With this force, Sadleir-Jackson weathered the German attacks of the spring of 1918 and was heavily embroiled in the second battle of the Somme, particularly the battle of Albert on 21 August 1918. In heavy fighting around the town of Albert, Sadleir-Jackson's men took their objectives led from the front by their Brigadier, who was wounded in the knee by machine gun fire near Bellevue Farm. Although Sadleir-Jackson attempted to return to British lines he collapsed and was brought in by his men, the wound proving serious enough to keep him in England until after the Armistice. For his conduct during the attack he was presented with a bar to his Distinguished Service Order in September 1918:

For conspicuous gallantry and devotion to duty. Throughout recent operations he proved himself a bold leader of men, and under all conditions full of energy and fine fighting spirit. He, personally organised and led most successful counter-attacks, in one of which he recaptured a village and took 150 prisoners and eleven machine guns.

===Russia===
In the autumn of 1918, Sadleir-Jackson was rewarded for his war service with the presentation of the Legion d'honneur and the Croix de Guerre with Star. The following year he was made a Companion of the Order of the Bath. Despite these accolades, Sadleir-Jackson volunteered again in late 1918 to command the 2nd Brigade of the Russian Relief Force, a motley collection of units from the British Army, the Royal Navy, Australian volunteers, French and US troops and White Russians. This force was intended to hold the vital Northern ports of Arkhangelsk and Murmansk open for Allied cargo ships supplying the White Russian armies fighting in the region as part of the Allied intervention in the Russian Civil War.

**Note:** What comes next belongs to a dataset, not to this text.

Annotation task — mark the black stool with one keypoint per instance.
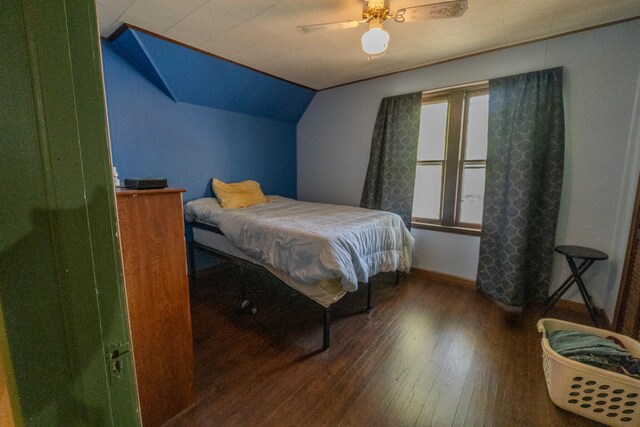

In the event, Sadleir-Jackson found himself operating independently and frequently in overall charge of the North Russia Campaign which suffered from poor morale and supply and a lack of political direction. In a matter of months the situation was so critical that by September 1919 the entire force was evacuated, abandoning the region to the Bolshevik armies. Nevertheless, in the months of fighting which became particularly desperate in August 1919, Sadleir-Jackson's men performed well and fought hard, two Australian volunteers in the 45th Battalion of the Royal Fusiliers even winning the Victoria Cross: Corporal Arthur Percy Sullivan and Sergeant Samuel George Pearse. Sadleir-Jackson performed well in enough to be again Mentioned in Despatches and be given a brevet promotion to colonel at the close of the campaign.

==Retirement==
Returning from Russia exhausted, he was appointed to command a brigade of the Territorial Army from 20 June 1920 – 5 August 1921, receiving a substantive promotion to colonel to coincide with the start of the appointment. After this Sadleir-Jackson was transferred to a very different climate. Stationed in the newly gained British colonial territories in the Middle East he became Inspector of Levies for the freshly raised colonial forces there, including the Assyrian Levies. In 1923 he left this post for England, and took retirement in 1925 after 27 years in the army. He pursued his interests during his retirement, being a keen huntsman and big game hunter as well as an excellent polo player (in 1910 he co-wrote Hints on Polo Combination, with Walter Buckmaster). He was also a fellow of the Royal Geographical Society. In the late spring of 1932 he took a tour of the Somme battlefield, including the site of his wound fourteen years earlier. On 21 May 1932, he was driving near Peronne when he encountered a farm cart in the road and swerved too vigorously to avoid it, leaving the road and colliding with an electric pylon which severed the left front wheel and threw the car over. Lionel Sadleir-Jackson died shortly afterwards at Estrées-en-Chaussée as the result of massive head injuries.